At the Pandiyoor station, the family’s bullock cart, magnificently decorated and drawn by a majestic and fatty black bull, awaits them. Gopalan, the family’s head servant, is driving. Before he mounts the cart, Baskaran pulls a small tin from the pocket of his kurta, inhales a few pinches of snuff from it, and sneezes. Janaki looks away, wishing she hadn’t seen. He mounts the cart and Gopalan twitches the reins against the bullock’s back.
Leaving the station, they cross a small commercial street and travel past the bus depot and a post office before turning into one of two streets that, intersecting at a T, make up the Brahmin quarter. Single Street, the top of the T, is composed of a row of houses facing the sides of two long houses on Double Street, including Baskaran’s family home. Double Street, the T’s stem, looks more like the Cholapatti Brahmin quarter, with two rows of houses facing each other. On both streets, the houses share walls with their neighbours, the red and white stripes of the verandas, as in Cholapatti, practically continuous. Double Street culminates in a Krishna temple, behind which stretches the Vaigai River.
Almost everyone on the street between the station and the Brahmin quarter recognizes the cart and puts palms together respectfully. Baskaran’s brother gives the expected reaction: sometimes he nods in acknowledgement; mostly he doesn’t react at all. Baskaran, though, puts his own palms together, offering namaskarams to labourers, merchants, a tailor, hardly conventional Brahmin behaviour. Suspicion inkles in Janaki’s breast: she hasn’t married a radical, has she?
Only one of Baskaran’s sisters is at home, the one who married locally. She squeals delightedly, a habit Janaki noticed when they met earlier. The two sisters-in-law are more-what? Reticent or decorous? Surly or proper? Janaki can’t read them. Vermilion water is swirled; songs sung. The bride and groom are instructed to step up onto the threshold with their right feet. Janaki, looking down, watches her own foot, hennaed in dots and lines, entering her real and forever home in unison with the wide, pale foot of the husband who brought her here.
Her mother-in-law has stood for the occasion and waits inside, Dhoraisamy tittering and bobbing beside her. Baskaran and Mrs. Baskaran prostrate themselves before the household elders.

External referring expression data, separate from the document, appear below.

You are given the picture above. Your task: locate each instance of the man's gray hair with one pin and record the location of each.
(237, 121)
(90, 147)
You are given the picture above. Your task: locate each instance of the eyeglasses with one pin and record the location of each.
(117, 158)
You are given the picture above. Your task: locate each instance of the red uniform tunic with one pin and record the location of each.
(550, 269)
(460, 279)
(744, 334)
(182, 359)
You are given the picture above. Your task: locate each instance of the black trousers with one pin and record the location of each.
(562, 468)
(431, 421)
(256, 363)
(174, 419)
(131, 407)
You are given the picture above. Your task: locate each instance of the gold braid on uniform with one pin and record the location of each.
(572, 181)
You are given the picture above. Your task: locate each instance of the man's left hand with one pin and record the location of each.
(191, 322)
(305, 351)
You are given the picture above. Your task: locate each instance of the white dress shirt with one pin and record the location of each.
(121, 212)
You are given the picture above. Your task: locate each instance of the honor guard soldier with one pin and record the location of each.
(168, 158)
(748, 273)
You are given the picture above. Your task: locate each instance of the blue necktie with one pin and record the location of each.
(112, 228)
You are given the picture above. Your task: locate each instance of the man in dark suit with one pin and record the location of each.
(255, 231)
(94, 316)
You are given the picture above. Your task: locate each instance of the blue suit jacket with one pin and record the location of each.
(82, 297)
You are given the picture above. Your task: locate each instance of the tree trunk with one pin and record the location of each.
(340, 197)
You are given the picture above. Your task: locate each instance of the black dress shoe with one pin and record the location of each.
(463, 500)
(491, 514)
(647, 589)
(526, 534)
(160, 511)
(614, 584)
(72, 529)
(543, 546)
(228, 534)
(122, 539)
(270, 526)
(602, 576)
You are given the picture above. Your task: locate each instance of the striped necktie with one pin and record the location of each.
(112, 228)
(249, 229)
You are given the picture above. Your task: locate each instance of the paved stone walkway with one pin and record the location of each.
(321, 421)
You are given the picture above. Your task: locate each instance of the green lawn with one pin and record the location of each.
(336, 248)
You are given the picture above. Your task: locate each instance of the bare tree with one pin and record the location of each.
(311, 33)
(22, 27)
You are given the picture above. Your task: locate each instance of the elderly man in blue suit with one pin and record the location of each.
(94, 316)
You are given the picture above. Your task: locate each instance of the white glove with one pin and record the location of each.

Her sisters-in-law indicate that they will show Janaki around while her luggage is brought in, and Baskaran goes off to bathe. Janaki turns and, without thinking, blurts words of caution about her veena. She receives a look of pained hauteur from Gopalan in return-a servant of his calibre needs no such instruction. She cringes, but is also reassured.
The house is two or three times the size of the one she grew up in. The ground floor has not only a veranda and anteroom leading into the main hall from the street, but a front study that corresponds to the anteroom, with a desk on which are neatly arranged a blotter, pen and paperweights. Tidily labelled ledgers bound in red or brown leather line a rotating rosewood bookshelf beside it. After a peep into the study, Janaki is led back through the main hall and into a small extra room, lit by two windows that give onto yet another room. The windows have no panes, bars, or shutters, but they are a bit too high to see through, the bottom edge at the level of Janaki’s brow. Vasantha, the elder sister-in-law, explains in a low tone that this is the women’s room. It contains untidy piles of tatting and embroidery, magazines and novels, a harmonium and now her veena still within its jute wrappings. Swarna nods nervously and whispers, “We spend time here, you see-when we’re not doing everything else we have to do.” Janaki wonders why they are acting as if this is a secret.